In short, Baker has been digging his nose a little too deeply in unexplained aspects of January 6 that point to government miscarriages of justice after the fact—and possible government involvement in the events during the day.
On the same day that Steve Baker was taken into custody, J. Michael Waller of the Center for Security Policy posted CSPAN footage of Senator Ted Cruz’s January 11, 2022, grilling of the FBI’s Jill Sanborn on FBI involvement on January 6. Waller observed: “Two years have passed & the @FBI still can’t say ‘no’ in response to these question. ‘Did any FBI agents or confidential informants commit crimes of violence on January 6?’ ‘Did any FBI agents or FBI informants actively encourage and incite crimes of violence on January 6?’”
While journalists like to talk about taking on abuses of government power, it is Herridge and Baker who have actually done so. And they are being persecuted and even prosecuted for doing so. That this is happening under the Biden Administration is no surprise, for it was well known that Biden’s former (and likely current) boss Barack Obama, and not Donald Trump, was the real enemy of a free press. Even the New York Times had published articles such as Albert R. Hunt’s 2014 piece “Under Obama, a Chill on Press Freedom,” in which the author stated that “the administration has prosecuted more whistle-blowers for leaks and gone after more journalists than any of its predecessors.”

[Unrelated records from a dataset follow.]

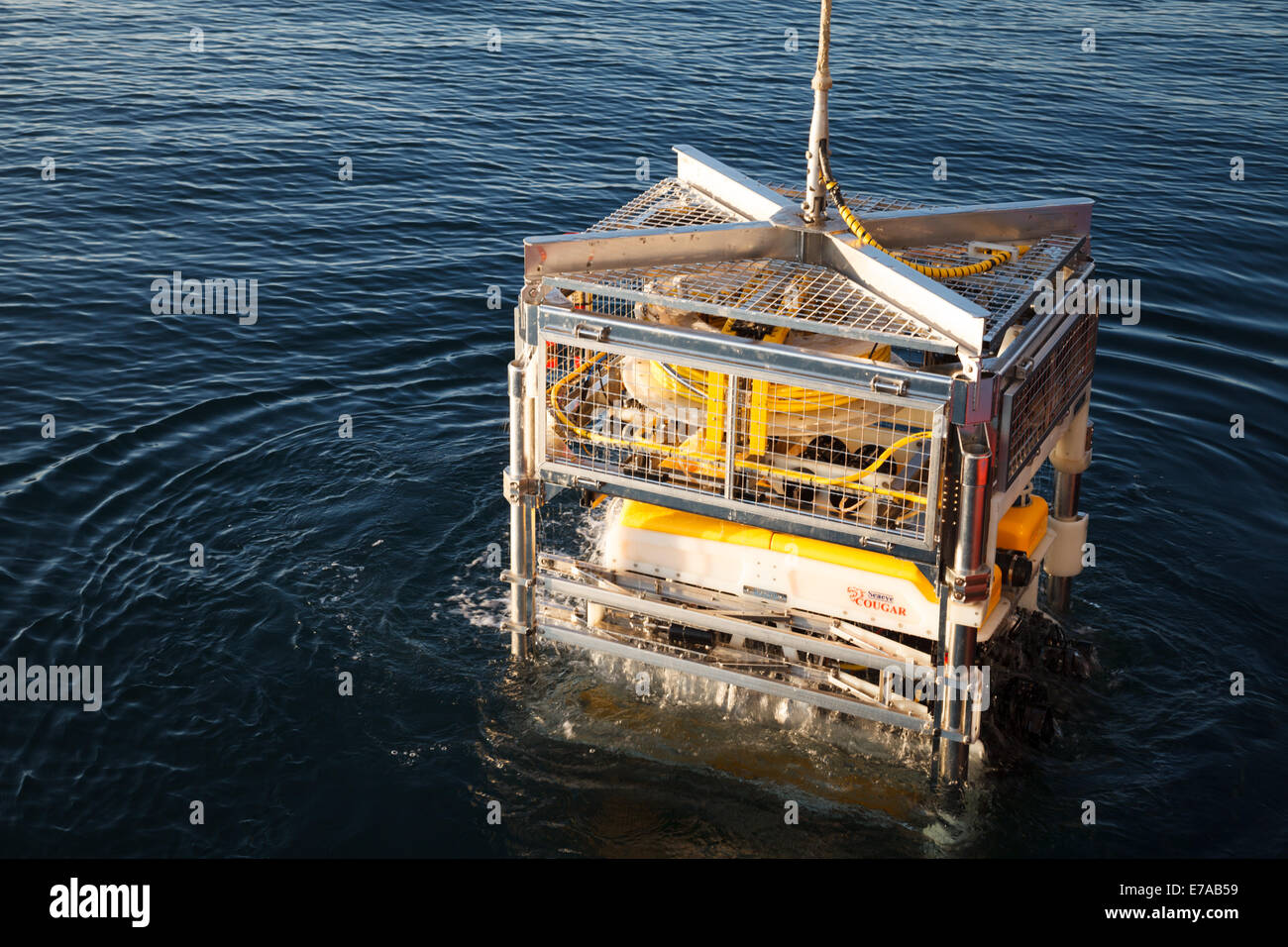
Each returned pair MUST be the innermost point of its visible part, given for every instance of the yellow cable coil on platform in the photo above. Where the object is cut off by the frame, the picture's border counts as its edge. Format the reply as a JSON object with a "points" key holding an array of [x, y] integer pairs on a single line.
{"points": [[858, 230], [786, 397]]}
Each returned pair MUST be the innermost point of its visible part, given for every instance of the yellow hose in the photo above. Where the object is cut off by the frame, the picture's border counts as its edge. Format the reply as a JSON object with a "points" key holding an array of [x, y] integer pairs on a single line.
{"points": [[849, 480], [858, 230]]}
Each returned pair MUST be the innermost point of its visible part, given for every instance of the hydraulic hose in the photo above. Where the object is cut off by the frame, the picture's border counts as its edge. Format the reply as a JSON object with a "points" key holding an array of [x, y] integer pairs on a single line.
{"points": [[993, 260]]}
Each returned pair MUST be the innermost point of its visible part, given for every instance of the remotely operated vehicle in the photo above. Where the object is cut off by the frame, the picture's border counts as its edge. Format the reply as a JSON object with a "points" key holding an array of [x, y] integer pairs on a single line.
{"points": [[819, 423]]}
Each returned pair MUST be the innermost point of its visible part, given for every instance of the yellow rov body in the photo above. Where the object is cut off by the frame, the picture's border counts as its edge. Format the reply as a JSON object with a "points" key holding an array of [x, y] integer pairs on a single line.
{"points": [[820, 462]]}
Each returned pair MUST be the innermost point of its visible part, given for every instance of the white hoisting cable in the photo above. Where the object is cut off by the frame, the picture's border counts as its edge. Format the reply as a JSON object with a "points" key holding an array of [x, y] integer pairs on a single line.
{"points": [[814, 208]]}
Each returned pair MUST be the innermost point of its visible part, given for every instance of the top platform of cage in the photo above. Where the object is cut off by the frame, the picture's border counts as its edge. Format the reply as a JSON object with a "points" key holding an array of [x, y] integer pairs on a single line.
{"points": [[715, 241]]}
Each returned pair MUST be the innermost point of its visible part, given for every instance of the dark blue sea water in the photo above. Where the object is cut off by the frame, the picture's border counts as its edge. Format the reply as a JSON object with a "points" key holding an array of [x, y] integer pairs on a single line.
{"points": [[370, 554]]}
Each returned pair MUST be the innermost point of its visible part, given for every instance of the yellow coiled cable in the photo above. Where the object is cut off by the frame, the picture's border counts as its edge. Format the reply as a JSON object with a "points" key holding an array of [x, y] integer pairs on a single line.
{"points": [[858, 230]]}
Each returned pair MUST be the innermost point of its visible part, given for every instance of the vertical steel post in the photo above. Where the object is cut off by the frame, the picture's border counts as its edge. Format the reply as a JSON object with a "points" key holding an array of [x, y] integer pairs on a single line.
{"points": [[522, 492], [1070, 458], [970, 560], [814, 206]]}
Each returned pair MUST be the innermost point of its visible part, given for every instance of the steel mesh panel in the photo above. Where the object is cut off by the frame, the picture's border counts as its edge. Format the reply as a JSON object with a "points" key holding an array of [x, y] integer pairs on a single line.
{"points": [[666, 204], [838, 458], [1048, 390], [769, 291]]}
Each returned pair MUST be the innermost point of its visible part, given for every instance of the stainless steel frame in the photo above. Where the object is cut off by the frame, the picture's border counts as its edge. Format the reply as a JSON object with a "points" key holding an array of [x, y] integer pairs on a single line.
{"points": [[1000, 381]]}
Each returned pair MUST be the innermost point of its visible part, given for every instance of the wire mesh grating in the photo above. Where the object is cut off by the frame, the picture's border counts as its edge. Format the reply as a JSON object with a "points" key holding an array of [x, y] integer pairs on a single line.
{"points": [[670, 202], [1050, 389], [771, 291]]}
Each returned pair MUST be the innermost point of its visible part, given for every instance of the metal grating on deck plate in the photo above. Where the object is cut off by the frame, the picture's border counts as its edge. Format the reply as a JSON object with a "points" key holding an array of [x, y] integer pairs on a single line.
{"points": [[769, 291], [670, 202]]}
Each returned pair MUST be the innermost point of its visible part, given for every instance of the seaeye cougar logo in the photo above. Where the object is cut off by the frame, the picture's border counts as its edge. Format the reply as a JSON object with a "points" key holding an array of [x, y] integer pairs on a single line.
{"points": [[876, 600]]}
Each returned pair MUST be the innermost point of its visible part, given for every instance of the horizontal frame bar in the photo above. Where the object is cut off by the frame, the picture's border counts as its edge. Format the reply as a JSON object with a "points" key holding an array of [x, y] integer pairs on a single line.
{"points": [[579, 638], [696, 617], [732, 188], [795, 365], [656, 247]]}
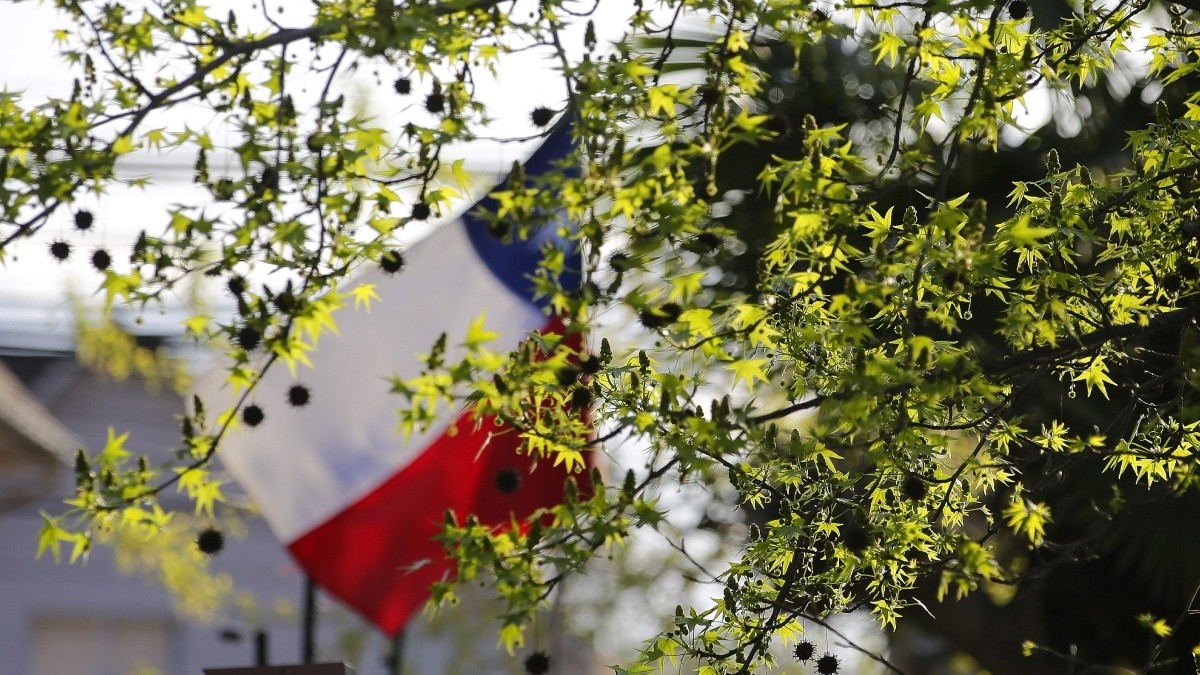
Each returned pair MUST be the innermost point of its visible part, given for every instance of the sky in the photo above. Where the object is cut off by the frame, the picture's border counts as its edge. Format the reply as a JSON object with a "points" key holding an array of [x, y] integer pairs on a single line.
{"points": [[36, 291]]}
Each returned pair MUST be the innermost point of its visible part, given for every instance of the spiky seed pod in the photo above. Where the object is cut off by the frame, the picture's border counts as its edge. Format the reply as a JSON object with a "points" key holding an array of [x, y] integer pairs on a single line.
{"points": [[537, 663], [84, 220], [436, 102], [391, 262], [101, 260], [60, 250], [249, 338], [541, 115], [299, 395], [828, 664], [210, 542], [270, 179], [252, 416]]}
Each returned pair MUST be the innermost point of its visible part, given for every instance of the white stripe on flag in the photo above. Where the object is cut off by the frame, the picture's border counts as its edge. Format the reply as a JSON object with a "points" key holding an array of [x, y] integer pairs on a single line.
{"points": [[306, 465]]}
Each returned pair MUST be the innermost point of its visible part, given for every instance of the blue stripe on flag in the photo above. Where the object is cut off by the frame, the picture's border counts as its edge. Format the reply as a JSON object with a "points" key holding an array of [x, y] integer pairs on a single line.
{"points": [[514, 264]]}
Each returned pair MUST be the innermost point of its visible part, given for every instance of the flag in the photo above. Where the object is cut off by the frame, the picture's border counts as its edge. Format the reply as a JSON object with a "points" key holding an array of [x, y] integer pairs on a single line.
{"points": [[357, 503]]}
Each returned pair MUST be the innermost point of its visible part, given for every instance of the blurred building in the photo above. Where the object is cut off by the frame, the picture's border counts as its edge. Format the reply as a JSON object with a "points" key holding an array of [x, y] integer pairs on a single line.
{"points": [[89, 619]]}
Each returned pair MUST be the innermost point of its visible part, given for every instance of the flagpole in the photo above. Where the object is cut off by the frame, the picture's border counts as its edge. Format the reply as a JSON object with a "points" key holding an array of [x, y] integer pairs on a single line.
{"points": [[397, 652], [310, 621]]}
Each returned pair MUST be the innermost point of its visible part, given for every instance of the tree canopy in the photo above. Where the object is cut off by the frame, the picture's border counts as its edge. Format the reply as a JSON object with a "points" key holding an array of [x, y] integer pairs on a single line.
{"points": [[915, 282]]}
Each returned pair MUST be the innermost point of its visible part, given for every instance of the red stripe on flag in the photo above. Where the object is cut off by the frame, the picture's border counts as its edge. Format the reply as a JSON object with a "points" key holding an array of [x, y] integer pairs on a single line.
{"points": [[379, 555]]}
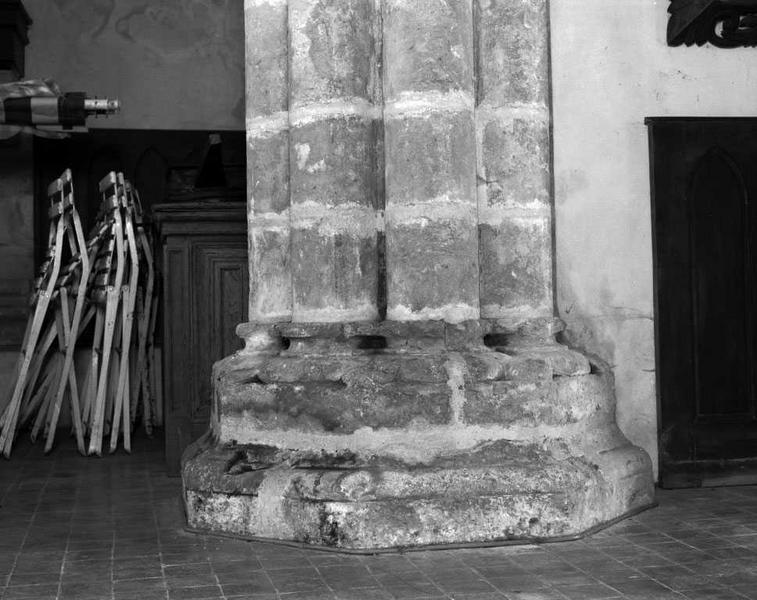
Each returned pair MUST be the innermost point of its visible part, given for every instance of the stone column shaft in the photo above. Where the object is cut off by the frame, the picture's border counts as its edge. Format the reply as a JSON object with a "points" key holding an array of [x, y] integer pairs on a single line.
{"points": [[514, 163], [267, 89], [335, 155], [431, 256]]}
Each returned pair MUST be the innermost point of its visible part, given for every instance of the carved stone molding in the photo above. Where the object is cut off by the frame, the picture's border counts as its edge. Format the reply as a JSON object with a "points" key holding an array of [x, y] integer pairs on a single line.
{"points": [[723, 23]]}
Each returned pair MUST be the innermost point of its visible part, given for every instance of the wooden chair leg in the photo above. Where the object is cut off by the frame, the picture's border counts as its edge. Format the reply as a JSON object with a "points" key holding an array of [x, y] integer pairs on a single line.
{"points": [[111, 310]]}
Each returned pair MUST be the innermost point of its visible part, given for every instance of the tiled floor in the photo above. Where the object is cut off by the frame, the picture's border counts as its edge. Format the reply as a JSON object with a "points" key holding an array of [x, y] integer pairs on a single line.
{"points": [[111, 528]]}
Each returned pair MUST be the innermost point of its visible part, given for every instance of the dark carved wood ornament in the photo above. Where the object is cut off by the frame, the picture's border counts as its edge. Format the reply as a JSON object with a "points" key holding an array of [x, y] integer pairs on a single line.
{"points": [[723, 23]]}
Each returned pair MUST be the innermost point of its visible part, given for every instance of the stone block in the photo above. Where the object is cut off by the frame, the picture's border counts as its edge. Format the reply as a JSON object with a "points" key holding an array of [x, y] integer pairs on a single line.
{"points": [[464, 336], [266, 58], [431, 267], [513, 51], [430, 157], [428, 46], [513, 403], [334, 52], [334, 276], [516, 268], [515, 162], [336, 161], [268, 173], [271, 284], [336, 407]]}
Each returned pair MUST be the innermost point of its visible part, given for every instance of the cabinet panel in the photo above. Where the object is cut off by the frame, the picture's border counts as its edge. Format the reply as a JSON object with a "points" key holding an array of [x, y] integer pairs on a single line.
{"points": [[205, 289]]}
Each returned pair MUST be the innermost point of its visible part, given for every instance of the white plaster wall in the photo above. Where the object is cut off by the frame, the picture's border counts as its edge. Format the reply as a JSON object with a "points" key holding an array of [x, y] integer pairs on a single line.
{"points": [[611, 68], [174, 64]]}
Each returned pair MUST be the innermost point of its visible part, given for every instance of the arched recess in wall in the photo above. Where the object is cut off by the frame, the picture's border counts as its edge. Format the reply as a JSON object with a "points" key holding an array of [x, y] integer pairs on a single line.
{"points": [[721, 279]]}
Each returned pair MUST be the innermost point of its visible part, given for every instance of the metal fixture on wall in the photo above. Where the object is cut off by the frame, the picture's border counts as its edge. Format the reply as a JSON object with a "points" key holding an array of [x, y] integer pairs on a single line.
{"points": [[722, 23]]}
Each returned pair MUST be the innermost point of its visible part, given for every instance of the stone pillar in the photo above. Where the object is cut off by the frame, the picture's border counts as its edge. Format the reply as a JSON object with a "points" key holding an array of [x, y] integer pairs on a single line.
{"points": [[267, 123], [431, 240], [337, 427], [335, 150], [514, 162]]}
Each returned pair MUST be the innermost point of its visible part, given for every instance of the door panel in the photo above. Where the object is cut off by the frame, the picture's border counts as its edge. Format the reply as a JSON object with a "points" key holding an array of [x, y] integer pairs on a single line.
{"points": [[703, 182]]}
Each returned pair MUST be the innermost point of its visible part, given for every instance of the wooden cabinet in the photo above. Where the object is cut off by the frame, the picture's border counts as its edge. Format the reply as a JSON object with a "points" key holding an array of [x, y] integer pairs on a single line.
{"points": [[205, 288]]}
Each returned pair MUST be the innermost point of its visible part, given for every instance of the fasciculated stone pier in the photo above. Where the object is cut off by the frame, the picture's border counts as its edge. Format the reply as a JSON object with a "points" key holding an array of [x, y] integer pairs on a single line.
{"points": [[401, 384]]}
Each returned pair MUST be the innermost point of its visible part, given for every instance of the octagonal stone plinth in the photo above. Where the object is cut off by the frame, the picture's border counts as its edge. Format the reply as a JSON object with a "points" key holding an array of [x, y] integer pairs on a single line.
{"points": [[368, 436]]}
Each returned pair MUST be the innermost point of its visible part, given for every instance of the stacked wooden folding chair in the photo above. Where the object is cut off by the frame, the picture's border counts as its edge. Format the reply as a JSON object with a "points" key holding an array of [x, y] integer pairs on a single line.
{"points": [[54, 316], [107, 279], [141, 397]]}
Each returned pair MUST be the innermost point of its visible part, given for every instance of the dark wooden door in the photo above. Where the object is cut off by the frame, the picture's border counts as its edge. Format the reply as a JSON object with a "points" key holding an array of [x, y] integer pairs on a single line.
{"points": [[704, 189], [205, 287]]}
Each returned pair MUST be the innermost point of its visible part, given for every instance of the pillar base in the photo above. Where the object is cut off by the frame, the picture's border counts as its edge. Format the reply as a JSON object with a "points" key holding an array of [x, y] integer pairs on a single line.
{"points": [[370, 436]]}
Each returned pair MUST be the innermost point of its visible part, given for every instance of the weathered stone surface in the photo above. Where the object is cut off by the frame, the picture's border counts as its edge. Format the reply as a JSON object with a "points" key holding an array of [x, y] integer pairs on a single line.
{"points": [[518, 277], [430, 158], [432, 427], [500, 491], [440, 36], [267, 91], [536, 402], [266, 83], [334, 50], [435, 271], [335, 161], [515, 161], [338, 406], [268, 168], [334, 276], [513, 52], [271, 287]]}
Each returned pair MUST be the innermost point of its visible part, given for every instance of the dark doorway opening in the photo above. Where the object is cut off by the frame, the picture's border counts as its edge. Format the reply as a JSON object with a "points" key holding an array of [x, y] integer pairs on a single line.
{"points": [[704, 219]]}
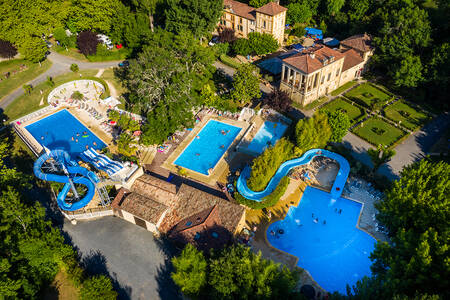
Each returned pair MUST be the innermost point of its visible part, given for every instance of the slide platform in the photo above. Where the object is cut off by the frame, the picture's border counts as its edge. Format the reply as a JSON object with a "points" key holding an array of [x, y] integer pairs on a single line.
{"points": [[283, 170], [87, 178]]}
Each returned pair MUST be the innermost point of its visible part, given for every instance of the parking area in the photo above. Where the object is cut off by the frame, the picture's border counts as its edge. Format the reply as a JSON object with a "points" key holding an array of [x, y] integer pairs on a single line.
{"points": [[137, 262]]}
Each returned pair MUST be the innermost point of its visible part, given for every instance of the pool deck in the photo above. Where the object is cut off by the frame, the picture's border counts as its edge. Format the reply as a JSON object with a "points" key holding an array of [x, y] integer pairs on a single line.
{"points": [[221, 167]]}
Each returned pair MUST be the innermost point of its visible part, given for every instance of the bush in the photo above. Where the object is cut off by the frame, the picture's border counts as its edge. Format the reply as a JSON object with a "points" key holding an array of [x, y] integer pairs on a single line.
{"points": [[87, 42], [242, 47], [227, 35], [269, 200], [265, 166], [97, 287], [7, 49], [278, 100]]}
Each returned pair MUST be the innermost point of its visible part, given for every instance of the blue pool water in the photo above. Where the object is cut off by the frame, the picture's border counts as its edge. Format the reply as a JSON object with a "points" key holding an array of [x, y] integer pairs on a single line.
{"points": [[335, 253], [269, 133], [57, 131], [204, 152]]}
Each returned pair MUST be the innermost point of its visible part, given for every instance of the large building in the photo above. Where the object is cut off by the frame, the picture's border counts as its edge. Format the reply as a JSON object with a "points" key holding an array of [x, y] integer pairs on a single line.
{"points": [[244, 19], [318, 70]]}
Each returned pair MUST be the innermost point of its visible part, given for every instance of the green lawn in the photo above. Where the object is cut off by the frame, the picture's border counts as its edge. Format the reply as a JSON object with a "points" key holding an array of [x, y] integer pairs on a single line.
{"points": [[376, 131], [354, 112], [28, 103], [368, 95], [409, 117], [20, 78], [343, 88]]}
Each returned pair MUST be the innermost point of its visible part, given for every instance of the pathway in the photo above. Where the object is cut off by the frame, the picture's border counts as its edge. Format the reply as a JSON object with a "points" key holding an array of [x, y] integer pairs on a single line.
{"points": [[60, 65]]}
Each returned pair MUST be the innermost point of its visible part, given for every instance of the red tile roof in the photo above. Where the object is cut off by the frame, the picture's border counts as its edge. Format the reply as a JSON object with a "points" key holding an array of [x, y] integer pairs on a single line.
{"points": [[360, 42], [240, 9], [352, 58], [271, 9], [313, 59]]}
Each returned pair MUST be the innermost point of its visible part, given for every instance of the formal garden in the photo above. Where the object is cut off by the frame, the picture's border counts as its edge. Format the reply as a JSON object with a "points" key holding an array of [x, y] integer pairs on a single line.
{"points": [[369, 96], [378, 132]]}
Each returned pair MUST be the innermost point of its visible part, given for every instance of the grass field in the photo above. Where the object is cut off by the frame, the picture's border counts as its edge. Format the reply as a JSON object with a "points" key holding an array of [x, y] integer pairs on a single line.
{"points": [[409, 117], [353, 111], [378, 132], [28, 103], [368, 95], [343, 88], [17, 80]]}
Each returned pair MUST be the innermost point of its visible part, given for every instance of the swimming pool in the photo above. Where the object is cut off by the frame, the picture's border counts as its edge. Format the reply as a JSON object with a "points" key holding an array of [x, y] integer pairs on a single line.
{"points": [[335, 253], [56, 132], [204, 152], [267, 135]]}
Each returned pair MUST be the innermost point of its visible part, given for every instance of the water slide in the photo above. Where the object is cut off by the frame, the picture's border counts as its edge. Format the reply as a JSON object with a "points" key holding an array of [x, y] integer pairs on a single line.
{"points": [[101, 162], [71, 168], [283, 170]]}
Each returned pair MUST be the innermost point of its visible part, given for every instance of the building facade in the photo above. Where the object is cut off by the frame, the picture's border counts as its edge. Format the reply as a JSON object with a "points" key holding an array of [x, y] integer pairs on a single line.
{"points": [[244, 19], [318, 70]]}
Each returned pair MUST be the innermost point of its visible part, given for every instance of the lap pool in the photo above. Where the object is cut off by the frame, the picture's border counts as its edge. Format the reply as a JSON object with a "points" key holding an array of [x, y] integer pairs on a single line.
{"points": [[57, 130], [322, 233], [206, 149], [266, 136]]}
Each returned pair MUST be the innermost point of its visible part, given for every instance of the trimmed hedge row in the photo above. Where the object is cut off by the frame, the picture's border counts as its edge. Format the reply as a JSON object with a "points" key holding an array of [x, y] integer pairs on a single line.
{"points": [[269, 200]]}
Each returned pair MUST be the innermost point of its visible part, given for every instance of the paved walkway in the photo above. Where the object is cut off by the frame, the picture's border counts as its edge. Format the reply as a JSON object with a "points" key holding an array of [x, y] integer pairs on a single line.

Hunt actually put his finger on something important, which is significant for the current cases. He quoted unnamed “insiders” who attributed the administration’s action to “the pressure of the powerful national security apparatus and the fear among Obama aides that the president could face the wrath of the intelligence community if he fails to act tough.” Obama may well have ridden the deep state beast, but it was not clear that, in the end, he held the reins.
What is most frightening about the current attacks on journalists is not simply that a presidential administration might be using law enforcement to punish political enemies and limit speech. What is most frightening is that we have an administrative state and government agencies that seem to rank above the president. For all the Democratic blather about threats to “our Democracy,” the reality is that our democratically elected officials don’t seem to wield much power.
Whatever his failures in his first term, Donald Trump took on that unseen and unelected government power. And Chuck Schumer famously warned him not to. “Let me tell you, you take on the intelligence community, they have six ways from Sunday at getting back at you.” Unlike Barack Obama, Trump did not knuckle under. And we know the rest of the story: the Russian Collusion Fraud, the massive government-tech censorship activity in anticipation of the 2020 campaigns, and the continuing use of DOJ power to get rid of him.
Benjamin Franklin famously responded to a question about whether the new country was a republic or a monarchy with the line, “A republic, if you can keep it.” The difficulty of our day is that we are having a hard time keeping that republican form of government. Right now, we are having a difficult time keeping one of the essential elements of that republic, the free press.
Journalists and liberals may like Obama and Biden. But if they don’t want democracy to “die in darkness,” as the Washington Post’s pretentious tagline has it, they had better start fighting back against the attacks on Catherine Herridge, Steve Baker, and all of us.